You decide this by referring to the terms of the contract. If it says “100 euros”, then the number of dollars necessary to satisfy the debt is the number it takes to buy 100 euros on the day payment is made.

Agreed.
A contract for payment will always (almost always?) specify the currency for payment in order to avoid exactly this type of problem.

If, for some reason, the contract is silent on the question, then a US court would try to determine the intent of the parties at the time they made the contract. Under these circumstances, the court might look to (1) other communications between the parties, e.g. emails discussing the contract, and/or (2) common practice in the particular industry. If the court still couldn’t determine the right number, the court might instead look to the reasonable value of the services performed.

The only way I can see for a contract not specifying the currency is if doesn’t specify a cost at all, or if it specifies more than one currency. “For a total cost of 100.00 USD / 574.50 NOK”

In the second case you’d pay whatever the contract specifies for the currency you use to complete payment. In the first case the question becomes “What’s on the bill?”

Another possibility is if they are in different countries. If party A is in Canada, and party B is in Australia, and the contract says that “A will buy 100 widgets from B at a price of 10 dollars per widget”, are the dollars CAD or AUD?

This depends on the intent of the parties. If they can’t agree what they intended, a judge will determine thier intent for them.
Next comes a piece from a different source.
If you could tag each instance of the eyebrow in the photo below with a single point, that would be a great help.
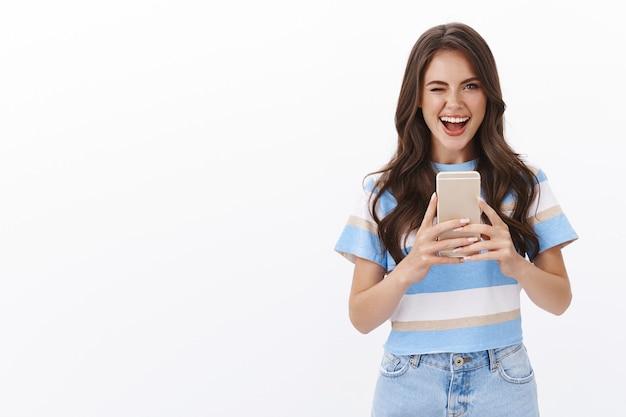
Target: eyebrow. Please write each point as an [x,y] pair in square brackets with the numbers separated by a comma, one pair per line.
[445,83]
If I go to an Australian web site from here in Canada, and the price quoted is $10, unless it’s a super fancy web site that automatically quotes in local currency based on my location, it’s indicating $A.

In the OP, it sounds like they agreed the price is Euros, so payment that equates to Euros (plus whatever service charge it costs to convert, I assume) will be fair payment.

Any enterprise that deals in multiple currencies has to take the changeable rates into account when doing their books. Odds are, on a really big deal, they buy hedging contracts to cover serious fluctuations in exchange rates.